Colm O'Gorman of Amnesty Ireland observed: “The Chinese government uses partial disclosures and unverifiable assertions to claim progress in reducing the number of executions yet at the same time maintains near absolute secrecy. This is deliberately misleading.

"China is a complete outlier in the world community when it comes to the death penalty, out of step with international legal standards and in contravention with repeated UN requests to report how many people it executes."

Image: Amnesty International

The Amnesty report found that 1,032 people were executed outside China last year, and that four countries - Iran, Saudi Arabia, Iraq and Pakistan - were responsible for 87% of those executions.

The report highlights recently published data from Vietnam that revealed that 429 people were executed between August 2013 and June 2016 - a figure that puts the country behind only China and Iran in the number of executions.

There was an overall decrease in executions worldwide last year, due to fewer recorded cases of capital punishment in Iran (at least 567 executions, down 42% on 2015 figures) and Pakistan (at least 87 executions, down 73%).

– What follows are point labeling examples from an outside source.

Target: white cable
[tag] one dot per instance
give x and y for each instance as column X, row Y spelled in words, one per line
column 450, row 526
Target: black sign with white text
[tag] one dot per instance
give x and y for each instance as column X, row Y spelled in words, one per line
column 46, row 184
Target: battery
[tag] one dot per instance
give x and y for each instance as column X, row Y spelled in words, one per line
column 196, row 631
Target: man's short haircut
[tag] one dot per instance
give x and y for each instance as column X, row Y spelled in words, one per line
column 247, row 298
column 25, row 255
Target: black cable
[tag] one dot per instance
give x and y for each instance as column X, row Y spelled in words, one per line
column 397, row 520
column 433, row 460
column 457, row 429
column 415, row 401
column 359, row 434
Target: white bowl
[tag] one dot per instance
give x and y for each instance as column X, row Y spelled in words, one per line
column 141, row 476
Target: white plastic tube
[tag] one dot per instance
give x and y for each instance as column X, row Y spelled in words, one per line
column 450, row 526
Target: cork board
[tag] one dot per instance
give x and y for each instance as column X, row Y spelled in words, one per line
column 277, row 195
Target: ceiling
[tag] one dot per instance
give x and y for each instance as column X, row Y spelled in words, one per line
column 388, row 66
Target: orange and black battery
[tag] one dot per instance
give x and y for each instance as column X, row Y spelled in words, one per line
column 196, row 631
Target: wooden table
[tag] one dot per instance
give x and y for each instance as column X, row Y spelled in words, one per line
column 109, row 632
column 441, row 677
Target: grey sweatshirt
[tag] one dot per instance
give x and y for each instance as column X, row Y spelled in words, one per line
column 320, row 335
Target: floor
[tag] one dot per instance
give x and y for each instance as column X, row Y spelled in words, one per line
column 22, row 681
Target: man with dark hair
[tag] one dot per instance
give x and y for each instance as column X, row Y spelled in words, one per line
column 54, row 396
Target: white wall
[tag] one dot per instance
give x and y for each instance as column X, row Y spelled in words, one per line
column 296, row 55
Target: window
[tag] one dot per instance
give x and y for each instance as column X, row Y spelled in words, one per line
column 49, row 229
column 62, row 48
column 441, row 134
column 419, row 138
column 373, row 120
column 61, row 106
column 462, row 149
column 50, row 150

Two countries - Benin and Nauru - abolished the death penalty last year.

In the US, meanwhile, there were 20 executions - the lowest level since 1991. However, with Arkansas planning to carry out eight executions in just 10 days this month, the charity warns the figure could rise this year.

Mr O'Gorman said: "[US] politicians should steer clear of the ugly ‘tough on crime’ rhetoric that helped drive a spike in executions in the 1980s and 1990s.

"The death penalty is not going to make anyone any safer. The five isolated states that carried out executions last year are behind the times," he added.